Wer den 1. FC Union Berlin seit Jahrzehnten kennt, muss denken, dass nun das Ende der Fahnenstange erreicht ist. Kurz darauf muss sich derjenige dann doch wieder kneifen und sich die Augen reiben, weil hinter der Fahnenstange noch eine steht und noch eine, die vorher nicht da gestanden haben. Wenn es irgendwann vielleicht doch die letzte sein könnte, wird sich bestimmt wieder jemand finden, der noch eine hinstellt und wieder eine. So geht das nun schon eine Weile und es hört und hört nicht auf.
Zwei Spieler des 1. FC Union Berlin schaffen es in die Schlagzeilen
Es gab zur Saisonpremiere gegen Mainz sicherlich einige, denen schwante nichts Gutes. Mit Auftaktspielen hatten es die Eisernen in der Bundesliga bisher nicht so. Ein Sieg nur sprang in der Vergangenheit heraus, im Vorjahr mit 3:1 im Stadtderby. Dann auch noch das: Rani Khedira nicht einsatzfähig, auch Lucas Tousart und Janik Haberer nicht. Als Trainer Urs Fischer zunächst anscheinend ohne Not sogar auf Sheraldo Becker, den mit elf Treffern erfolgreichsten Offensivgeist der Vorsaison, verzichtete, bekamen im Fanlager einige wohl leichte Zweifel am Schweizer und fragten, ob die Crew um ihn herum noch im Aufwärmmodus sei.

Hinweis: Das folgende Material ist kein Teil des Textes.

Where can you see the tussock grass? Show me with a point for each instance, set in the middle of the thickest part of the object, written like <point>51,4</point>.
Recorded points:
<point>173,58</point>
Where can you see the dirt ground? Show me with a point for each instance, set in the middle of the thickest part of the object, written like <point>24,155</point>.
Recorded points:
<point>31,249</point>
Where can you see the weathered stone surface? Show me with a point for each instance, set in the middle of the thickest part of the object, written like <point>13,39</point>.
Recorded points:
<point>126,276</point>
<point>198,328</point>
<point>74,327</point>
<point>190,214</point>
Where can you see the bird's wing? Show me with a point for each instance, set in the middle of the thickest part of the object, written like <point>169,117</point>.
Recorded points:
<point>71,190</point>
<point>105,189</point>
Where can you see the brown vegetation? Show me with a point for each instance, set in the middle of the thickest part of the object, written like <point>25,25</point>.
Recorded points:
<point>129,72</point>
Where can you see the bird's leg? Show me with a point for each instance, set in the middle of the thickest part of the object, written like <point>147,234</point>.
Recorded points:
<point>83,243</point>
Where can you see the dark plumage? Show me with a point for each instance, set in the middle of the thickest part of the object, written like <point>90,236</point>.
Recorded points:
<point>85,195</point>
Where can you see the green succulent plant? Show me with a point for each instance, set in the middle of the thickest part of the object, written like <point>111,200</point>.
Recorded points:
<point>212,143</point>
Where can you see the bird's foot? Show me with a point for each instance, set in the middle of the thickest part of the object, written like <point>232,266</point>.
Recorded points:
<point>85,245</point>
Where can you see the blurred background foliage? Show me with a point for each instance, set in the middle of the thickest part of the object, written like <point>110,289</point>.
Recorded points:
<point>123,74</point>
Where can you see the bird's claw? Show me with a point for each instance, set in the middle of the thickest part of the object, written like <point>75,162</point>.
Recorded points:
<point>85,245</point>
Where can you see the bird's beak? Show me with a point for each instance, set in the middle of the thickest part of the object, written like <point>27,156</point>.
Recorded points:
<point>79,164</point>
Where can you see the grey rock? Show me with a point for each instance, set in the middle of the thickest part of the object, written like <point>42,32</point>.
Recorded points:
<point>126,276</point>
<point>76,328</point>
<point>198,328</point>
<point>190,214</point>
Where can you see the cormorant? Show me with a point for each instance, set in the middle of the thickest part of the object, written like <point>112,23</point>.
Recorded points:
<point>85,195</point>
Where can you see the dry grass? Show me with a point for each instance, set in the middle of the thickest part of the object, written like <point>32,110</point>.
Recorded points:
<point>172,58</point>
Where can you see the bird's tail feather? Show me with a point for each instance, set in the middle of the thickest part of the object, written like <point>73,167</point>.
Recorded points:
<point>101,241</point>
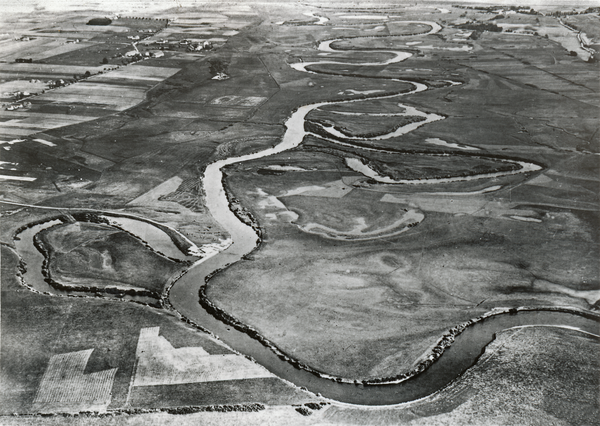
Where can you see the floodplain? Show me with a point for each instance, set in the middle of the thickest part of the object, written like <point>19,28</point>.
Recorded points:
<point>247,213</point>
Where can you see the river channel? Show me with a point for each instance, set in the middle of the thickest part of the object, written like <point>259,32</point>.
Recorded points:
<point>468,346</point>
<point>184,294</point>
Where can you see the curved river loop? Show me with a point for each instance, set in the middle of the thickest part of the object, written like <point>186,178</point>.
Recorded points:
<point>461,346</point>
<point>469,339</point>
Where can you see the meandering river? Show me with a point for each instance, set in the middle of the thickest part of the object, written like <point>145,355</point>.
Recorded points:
<point>455,360</point>
<point>184,294</point>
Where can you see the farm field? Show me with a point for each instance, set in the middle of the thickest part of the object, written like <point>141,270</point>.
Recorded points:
<point>256,213</point>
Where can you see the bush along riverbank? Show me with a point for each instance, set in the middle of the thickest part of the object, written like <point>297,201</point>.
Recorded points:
<point>225,408</point>
<point>424,362</point>
<point>148,297</point>
<point>48,251</point>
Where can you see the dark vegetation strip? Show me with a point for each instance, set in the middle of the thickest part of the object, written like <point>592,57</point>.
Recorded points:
<point>248,408</point>
<point>405,121</point>
<point>47,251</point>
<point>317,131</point>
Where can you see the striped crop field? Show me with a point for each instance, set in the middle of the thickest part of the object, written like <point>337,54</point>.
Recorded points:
<point>97,96</point>
<point>65,387</point>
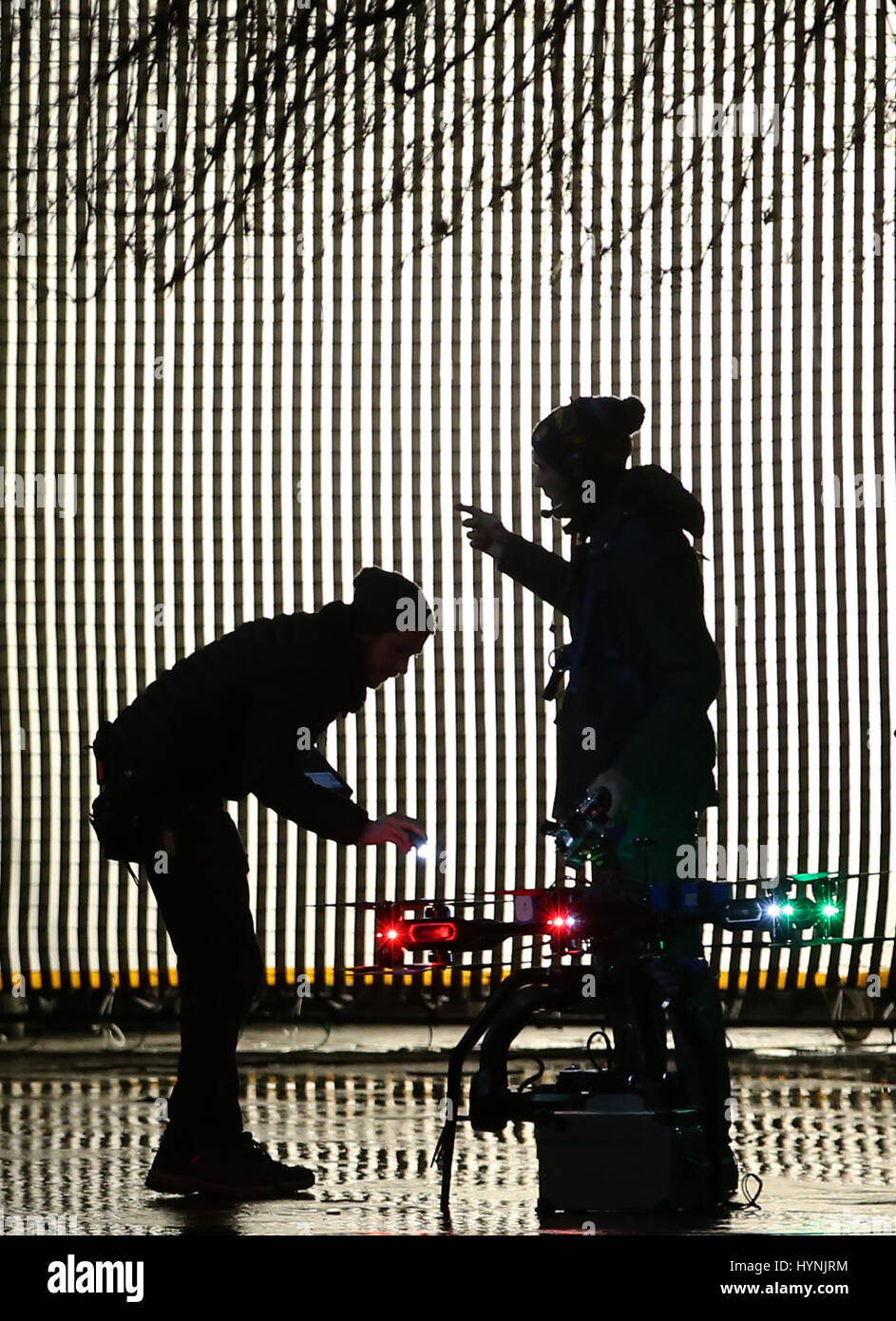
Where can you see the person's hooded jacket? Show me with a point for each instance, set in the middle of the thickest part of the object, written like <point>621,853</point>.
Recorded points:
<point>646,671</point>
<point>237,715</point>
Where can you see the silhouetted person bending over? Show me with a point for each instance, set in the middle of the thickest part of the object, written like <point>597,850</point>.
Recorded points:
<point>238,718</point>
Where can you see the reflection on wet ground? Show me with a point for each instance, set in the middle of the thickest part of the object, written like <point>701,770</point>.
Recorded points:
<point>80,1147</point>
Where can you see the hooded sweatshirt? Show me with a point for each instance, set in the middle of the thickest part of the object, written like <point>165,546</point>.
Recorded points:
<point>644,669</point>
<point>236,717</point>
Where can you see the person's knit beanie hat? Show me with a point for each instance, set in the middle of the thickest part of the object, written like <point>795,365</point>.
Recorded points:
<point>388,603</point>
<point>588,433</point>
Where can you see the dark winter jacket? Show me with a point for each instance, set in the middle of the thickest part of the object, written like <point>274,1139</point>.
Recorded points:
<point>648,669</point>
<point>233,718</point>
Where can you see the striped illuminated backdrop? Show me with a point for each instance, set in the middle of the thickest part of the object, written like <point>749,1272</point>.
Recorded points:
<point>402,275</point>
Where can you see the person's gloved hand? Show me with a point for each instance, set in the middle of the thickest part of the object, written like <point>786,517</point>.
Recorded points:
<point>486,532</point>
<point>394,829</point>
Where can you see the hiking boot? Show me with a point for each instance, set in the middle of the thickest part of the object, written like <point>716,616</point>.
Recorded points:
<point>726,1176</point>
<point>238,1168</point>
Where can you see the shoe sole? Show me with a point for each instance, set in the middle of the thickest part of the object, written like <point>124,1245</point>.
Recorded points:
<point>184,1184</point>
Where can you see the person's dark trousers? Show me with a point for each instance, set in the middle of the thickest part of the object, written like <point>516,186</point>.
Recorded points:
<point>197,867</point>
<point>680,976</point>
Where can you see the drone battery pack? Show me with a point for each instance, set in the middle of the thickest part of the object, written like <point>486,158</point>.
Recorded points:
<point>616,1158</point>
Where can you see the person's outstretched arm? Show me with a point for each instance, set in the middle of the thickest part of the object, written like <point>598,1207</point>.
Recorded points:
<point>530,565</point>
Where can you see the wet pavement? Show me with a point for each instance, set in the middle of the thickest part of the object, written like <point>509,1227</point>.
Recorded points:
<point>80,1123</point>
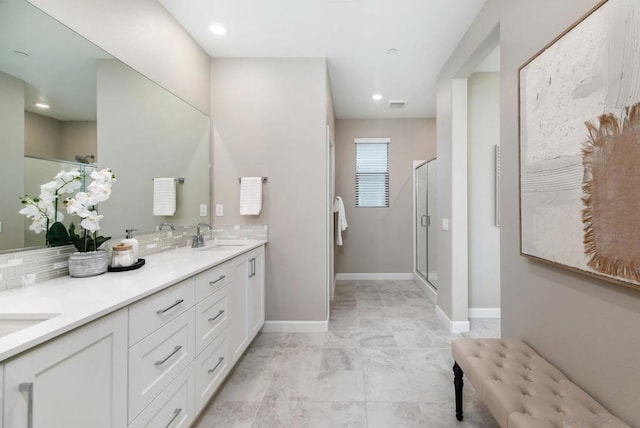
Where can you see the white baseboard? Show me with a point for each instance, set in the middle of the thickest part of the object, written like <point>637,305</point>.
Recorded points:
<point>484,312</point>
<point>295,327</point>
<point>453,326</point>
<point>374,276</point>
<point>426,287</point>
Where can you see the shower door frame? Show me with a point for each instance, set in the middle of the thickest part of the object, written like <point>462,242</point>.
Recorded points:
<point>428,287</point>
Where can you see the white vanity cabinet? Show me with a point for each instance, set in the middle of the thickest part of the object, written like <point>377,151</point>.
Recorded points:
<point>255,292</point>
<point>247,301</point>
<point>154,363</point>
<point>76,380</point>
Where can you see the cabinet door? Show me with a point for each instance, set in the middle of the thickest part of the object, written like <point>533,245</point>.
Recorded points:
<point>255,293</point>
<point>76,380</point>
<point>238,337</point>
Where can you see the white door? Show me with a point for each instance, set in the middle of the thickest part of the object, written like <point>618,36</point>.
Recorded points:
<point>255,293</point>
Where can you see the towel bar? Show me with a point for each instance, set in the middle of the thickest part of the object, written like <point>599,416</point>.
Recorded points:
<point>177,180</point>
<point>264,179</point>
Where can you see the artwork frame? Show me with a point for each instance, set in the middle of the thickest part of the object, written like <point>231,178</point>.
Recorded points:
<point>579,142</point>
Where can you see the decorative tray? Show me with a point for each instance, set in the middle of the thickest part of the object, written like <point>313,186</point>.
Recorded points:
<point>136,265</point>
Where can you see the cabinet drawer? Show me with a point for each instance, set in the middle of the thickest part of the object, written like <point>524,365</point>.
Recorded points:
<point>212,365</point>
<point>212,280</point>
<point>212,316</point>
<point>157,359</point>
<point>151,313</point>
<point>174,407</point>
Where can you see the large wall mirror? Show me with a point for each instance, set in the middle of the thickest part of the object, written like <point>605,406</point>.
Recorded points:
<point>101,114</point>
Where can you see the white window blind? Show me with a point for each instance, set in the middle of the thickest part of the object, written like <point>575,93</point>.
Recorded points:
<point>372,172</point>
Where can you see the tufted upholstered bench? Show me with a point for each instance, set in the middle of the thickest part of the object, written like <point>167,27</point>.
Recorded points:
<point>521,389</point>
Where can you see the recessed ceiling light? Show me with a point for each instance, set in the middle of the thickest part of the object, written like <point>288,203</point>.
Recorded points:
<point>218,29</point>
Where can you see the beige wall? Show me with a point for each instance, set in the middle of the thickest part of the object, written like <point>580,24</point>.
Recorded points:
<point>42,136</point>
<point>143,35</point>
<point>53,139</point>
<point>585,326</point>
<point>379,240</point>
<point>269,119</point>
<point>78,138</point>
<point>484,235</point>
<point>11,166</point>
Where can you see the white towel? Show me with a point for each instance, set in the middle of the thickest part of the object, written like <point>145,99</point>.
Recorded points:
<point>250,195</point>
<point>338,207</point>
<point>164,196</point>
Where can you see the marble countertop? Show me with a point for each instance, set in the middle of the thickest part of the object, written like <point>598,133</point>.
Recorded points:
<point>78,301</point>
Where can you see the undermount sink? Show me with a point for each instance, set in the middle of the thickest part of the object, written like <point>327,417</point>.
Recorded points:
<point>10,323</point>
<point>225,245</point>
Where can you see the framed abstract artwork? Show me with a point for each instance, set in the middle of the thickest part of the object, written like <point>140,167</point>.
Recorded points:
<point>579,120</point>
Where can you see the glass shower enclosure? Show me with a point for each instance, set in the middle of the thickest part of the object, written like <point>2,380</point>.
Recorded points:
<point>425,222</point>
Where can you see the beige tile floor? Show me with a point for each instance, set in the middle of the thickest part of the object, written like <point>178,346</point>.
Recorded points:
<point>385,363</point>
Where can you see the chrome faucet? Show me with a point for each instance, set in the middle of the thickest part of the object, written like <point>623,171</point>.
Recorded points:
<point>198,240</point>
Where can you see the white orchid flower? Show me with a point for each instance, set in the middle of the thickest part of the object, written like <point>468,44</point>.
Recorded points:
<point>39,224</point>
<point>30,211</point>
<point>49,187</point>
<point>103,176</point>
<point>92,222</point>
<point>78,205</point>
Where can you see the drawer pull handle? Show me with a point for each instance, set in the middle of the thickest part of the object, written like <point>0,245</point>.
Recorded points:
<point>220,360</point>
<point>212,319</point>
<point>176,412</point>
<point>218,280</point>
<point>28,388</point>
<point>176,303</point>
<point>164,360</point>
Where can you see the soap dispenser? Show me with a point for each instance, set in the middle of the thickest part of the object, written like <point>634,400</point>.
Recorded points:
<point>130,240</point>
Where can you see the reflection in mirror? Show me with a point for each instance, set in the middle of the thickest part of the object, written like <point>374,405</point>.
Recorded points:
<point>100,112</point>
<point>426,222</point>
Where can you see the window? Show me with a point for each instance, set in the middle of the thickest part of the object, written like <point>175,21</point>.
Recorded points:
<point>372,172</point>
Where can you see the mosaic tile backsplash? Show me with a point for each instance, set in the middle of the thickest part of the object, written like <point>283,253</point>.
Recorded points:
<point>32,266</point>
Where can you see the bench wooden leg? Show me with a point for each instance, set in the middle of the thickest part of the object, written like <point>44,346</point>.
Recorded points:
<point>458,383</point>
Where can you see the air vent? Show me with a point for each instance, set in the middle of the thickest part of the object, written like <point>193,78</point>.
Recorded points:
<point>397,103</point>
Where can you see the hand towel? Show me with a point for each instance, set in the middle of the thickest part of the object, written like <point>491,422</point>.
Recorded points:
<point>338,207</point>
<point>164,196</point>
<point>250,195</point>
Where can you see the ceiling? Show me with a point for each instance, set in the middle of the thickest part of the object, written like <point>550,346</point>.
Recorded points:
<point>354,36</point>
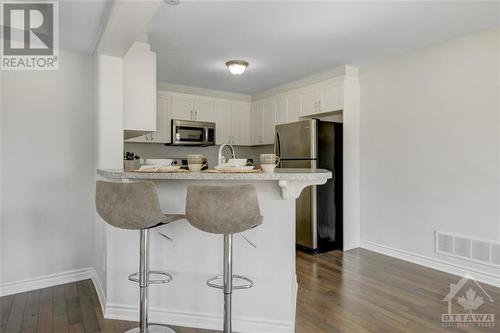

Die Antwort: Nein, ist sie nicht. Es ist gut gegangen, völlig klar nach einem 4:1 gegen Mainz. Zumal es zwei Männer in die Schlagzeilen schafften, die hin und wieder schon dort standen, aber nie mit solch einzigartigen Taten, dass sie über Köpenick hinaus für Staunen sorgen.
Über Kevin Behrens und dessen Kopfballstärke etwas zu erzählen, hieße, auf das tägliche Verkehrschaos in Köpenick hinzuweisen und speziell auf die Staus vor der Einengung hin zur Schlossinsel oder bei Spieltagen rund um das Stadion an der Alten Försterei. Wissen alle, sie fahren trotzdem sehenden Auges hinein. In diesem Fall ist Behrens beides schnuppe. Erstens als Kopfball-Dreierpacker, der die Mainzer Defensive ratlos zurückließ, zweitens als einer, der nach seinem Kunststück auf dem Fahrrad nach Hause fuhr und dem Stau das Rücklicht zeigte.
Na gut, mag mancher meinen, drei Tore sind schön, drei Tore sind wichtig, drei Tore sind eine Wucht. Aber es gibt Spieler, die haben selbst in einem WM-Endspiel drei Tore erzielt. So Geoffrey Hurst 1966 beim 4:2 der Engländer gegen die DFB-Elf um Kapitän Uwe Seeler und im vorigen Jahr Kylian Mbappé beim 3:3 der Franzosen gegen Argentinien, er aber doch nicht Weltmeister wurde. Also macht nicht so viel Wind. Doch! Weil es erstens um Kevin Behrens geht und zweitens um Kevin Behrens in der Bundesliga.
Ein Dreierpack ist dem inzwischen 32-Jährigen selbst in 94 Zweitligaspielen nicht gelungen, auch nicht in 181 Spielen in der Regionalliga. Drei Tore in einem Punktspiel im Männerbereich sind für Behrens ein einziges Mal festgehalten. In der Bremenliga gelangen sie ihm, da war er 20, mit Werder Bremen III bei einem 7:1 bei – der Name ist echt, echt – TuS Schwachhausen. Ob der Dreier bei dem Gegner überhaupt zählt? Also: den mitgenommenen Ball in die Vitrine stellen und weitermachen.
Der Ball klebt nach beiden Elfmetern an den Handschuhen von Rönnow
Einen Spielball mitgenommen hat Frederik Rönnow nicht, obwohl auch er allen Grund dazu gehabt hätte. Selten ist jemand seiner Position als Hüter des Tores besser gerecht geworden als der Däne, vor allem wenn es um Elfmeter geht. Natürlich haben andere Keeper mehr Bälle vom Punkt gehalten als die Nummer eins der Eisernen, die allermeisten aber beim Elfmeterschießen. Älteren Semestern fällt hier vor allem Helmuth Duckadam ein, der Steaua Bukarest 1986 zum Sieger des europäischen Meistercups machte, als er gegen den FC Barcelona vier Schüsse hielt und der fünfte Barca-Schütze nicht mehr antreten musste. Aber im Spiel? Und zudem so, dass der Ball beide Male wie festgeklebt an den Handschuhen haftet? Das ist ein großer Moment für Rönnow und überhaupt was für die Ewigkeit.